The Amazon SageMaker Python SDK prior to version 3.2.0 and 2.256.0 transmits the ModelBuilder HMAC signing key in clear text as part of the DescribeTrainingJob API response. An attacker who can retrieve this key can sign malicious artifacts and place them in the training job’s S3 output location. When the training job is subsequently invoked, those artifacts are executed, providing a path to arbitrary code execution on the training infrastructure. The vulnerability compromises the confidentiality of the signing key and the integrity of training artifacts, as exemplified by CWE‑319.
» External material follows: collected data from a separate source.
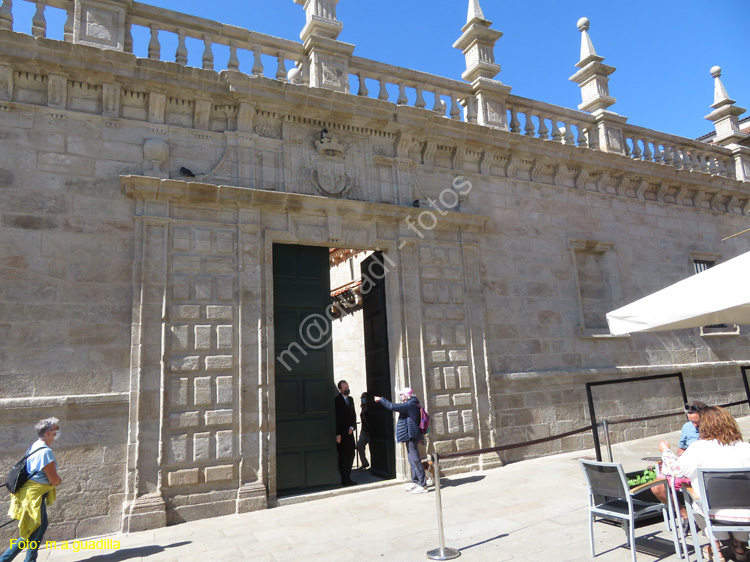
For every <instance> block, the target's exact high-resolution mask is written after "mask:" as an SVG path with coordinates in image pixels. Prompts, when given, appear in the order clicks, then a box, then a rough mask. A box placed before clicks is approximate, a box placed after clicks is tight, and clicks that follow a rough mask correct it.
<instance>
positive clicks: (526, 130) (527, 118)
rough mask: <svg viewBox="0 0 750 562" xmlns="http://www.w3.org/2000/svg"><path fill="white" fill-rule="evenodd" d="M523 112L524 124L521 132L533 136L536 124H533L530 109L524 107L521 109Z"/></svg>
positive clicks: (530, 111) (533, 134)
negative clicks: (521, 109) (524, 119)
mask: <svg viewBox="0 0 750 562" xmlns="http://www.w3.org/2000/svg"><path fill="white" fill-rule="evenodd" d="M523 113H524V116H525V117H526V124H525V125H524V126H523V130H524V133H523V134H524V135H526V136H527V137H533V136H534V135H535V134H536V126H535V125H534V121H533V119H532V117H533V115H531V111H529V110H526V109H524V110H523Z"/></svg>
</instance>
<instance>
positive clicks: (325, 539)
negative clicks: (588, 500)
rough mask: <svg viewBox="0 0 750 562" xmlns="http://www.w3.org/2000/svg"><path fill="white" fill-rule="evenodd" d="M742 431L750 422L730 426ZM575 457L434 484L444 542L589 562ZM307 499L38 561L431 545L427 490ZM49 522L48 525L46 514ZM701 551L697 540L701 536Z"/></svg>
mask: <svg viewBox="0 0 750 562" xmlns="http://www.w3.org/2000/svg"><path fill="white" fill-rule="evenodd" d="M740 425H741V427H742V428H743V430H744V431H745V433H746V434H748V433H750V418H744V419H743V420H741V423H740ZM662 437H667V438H669V439H671V440H672V441H676V439H677V438H678V434H677V433H672V434H669V435H666V436H655V437H649V438H646V439H641V440H638V441H631V442H629V443H624V444H618V445H615V446H614V447H613V450H614V457H615V460H618V461H620V462H622V463H623V465H624V466H625V469H626V470H636V469H639V468H643V467H644V466H645V465H646V464H647V463H646V462H645V461H642V460H641V458H642V457H645V456H656V455H658V448H657V444H658V441H659V439H660V438H662ZM593 456H594V452H593V451H592V450H589V451H578V452H575V453H567V454H563V455H556V456H551V457H544V458H539V459H533V460H528V461H523V462H518V463H514V464H511V465H508V466H505V467H503V468H498V469H494V470H490V471H486V472H475V473H472V474H470V475H467V474H462V475H456V476H453V477H448V478H444V479H443V483H444V486H443V487H442V490H441V493H442V502H443V517H444V526H445V541H446V546H448V547H451V548H457V549H460V551H461V556H460V558H459V560H465V561H476V562H484V561H487V562H503V561H506V560H513V561H521V562H523V561H529V562H531V561H533V562H540V561H546V560H550V561H555V562H557V561H577V560H591V555H590V553H589V540H588V527H587V519H586V509H587V498H586V488H585V485H584V481H583V474H582V473H581V470H580V467H579V465H578V461H577V459H578V458H582V457H583V458H592V457H593ZM342 492H345V493H340V494H333V495H328V496H327V497H326V498H325V499H321V500H319V501H304V502H297V503H294V502H291V503H289V504H285V505H281V506H279V507H274V508H271V509H269V510H266V511H259V512H254V513H247V514H243V515H230V516H226V517H218V518H213V519H206V520H203V521H193V522H189V523H184V524H182V525H176V526H173V527H167V528H164V529H156V530H153V531H147V532H143V533H132V534H130V535H125V534H117V535H110V536H108V537H107V538H111V539H114V540H118V541H119V542H120V545H121V549H120V550H119V551H81V552H78V553H74V552H64V551H60V550H57V551H42V552H41V553H40V556H39V560H40V561H42V562H47V561H49V562H125V561H127V562H131V561H132V562H141V561H143V562H204V561H209V562H221V561H224V560H226V561H230V560H231V561H236V560H252V561H254V562H264V561H268V562H282V561H283V562H295V561H302V560H305V561H310V560H325V561H327V562H328V561H334V562H335V561H339V560H341V561H350V560H387V561H389V562H401V561H403V562H411V561H415V560H427V557H426V552H427V551H428V550H432V549H435V548H437V547H438V546H439V541H438V535H437V523H436V521H437V519H436V505H435V493H434V492H431V493H429V494H422V495H411V494H407V493H405V492H404V491H403V488H402V486H401V485H400V483H399V485H391V486H386V487H384V486H382V485H376V486H374V487H373V488H368V487H367V486H359V487H357V488H354V489H351V488H350V489H347V490H346V491H342ZM50 516H51V517H52V518H54V517H55V513H54V507H53V508H52V510H51V513H50ZM636 536H637V537H638V538H639V539H641V540H640V541H639V542H641V543H642V544H649V545H652V546H653V545H655V546H656V547H660V548H662V550H664V551H665V552H664V554H661V555H659V556H656V555H651V554H646V553H641V552H639V553H638V560H639V561H645V562H650V561H668V562H671V561H677V560H678V558H677V556H676V555H675V554H674V550H673V547H672V543H671V537H670V536H669V535H668V534H667V533H666V532H665V528H664V524H663V523H662V522H658V523H655V524H652V525H650V526H647V527H643V528H640V529H637V530H636ZM594 537H595V543H596V551H597V557H596V560H597V562H629V561H630V551H629V550H628V549H627V548H626V547H625V534H624V532H623V531H622V530H621V529H620V528H618V527H614V526H610V525H606V524H599V523H598V524H596V525H595V530H594ZM703 542H704V543H705V542H706V541H705V540H703Z"/></svg>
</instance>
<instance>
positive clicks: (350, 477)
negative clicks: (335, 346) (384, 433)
mask: <svg viewBox="0 0 750 562" xmlns="http://www.w3.org/2000/svg"><path fill="white" fill-rule="evenodd" d="M337 386H338V389H339V393H338V394H337V395H336V398H334V399H333V402H334V406H335V411H336V450H337V451H338V453H339V472H340V473H341V485H342V486H352V485H354V484H356V482H355V481H354V480H352V479H351V474H352V463H353V462H354V451H355V446H354V427H355V426H356V425H357V413H356V412H355V411H354V400H353V399H352V398H351V396H349V384H348V383H347V382H346V381H339V383H338V385H337Z"/></svg>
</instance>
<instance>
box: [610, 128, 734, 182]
mask: <svg viewBox="0 0 750 562" xmlns="http://www.w3.org/2000/svg"><path fill="white" fill-rule="evenodd" d="M623 136H624V141H625V142H624V149H625V154H627V155H628V156H630V157H631V158H633V159H634V160H643V161H646V162H655V163H657V164H664V165H666V166H673V167H674V168H676V169H678V170H692V171H697V172H704V173H707V174H712V175H720V176H724V177H728V178H732V179H734V177H735V168H734V160H733V157H732V151H731V150H730V149H728V148H725V147H723V146H718V145H712V144H708V143H704V142H699V141H693V140H690V139H686V138H683V137H678V136H675V135H669V134H666V133H660V132H658V131H654V130H651V129H645V128H643V127H636V126H633V125H625V126H624V127H623Z"/></svg>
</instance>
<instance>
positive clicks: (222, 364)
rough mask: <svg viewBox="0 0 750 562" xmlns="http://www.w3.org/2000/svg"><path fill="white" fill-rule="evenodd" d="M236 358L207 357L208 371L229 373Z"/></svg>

All releases of the AWS SageMaker Python SDK before v3.2.0 and before v2.256.0 are affected. Users deploying this SDK in any environment, including local development, CI/CD pipelines, or on‑premises installations, must verify whether they are using one of these vulnerable releases.

The CVSS score of 8.5 indicates high severity, and the EPSS score of less than 1% suggests a very low probability of current exploitation. The vulnerability is not listed in the CISA KEV catalog. Exploitation requires an actor to have permissions to call DescribeTrainingJob and to modify objects in the training job's S3 output bucket. If a single identity holds both permissions, the attacker can obtain the key, upload a malicious artifact, and trigger the training job, resulting in code execution on the training environment.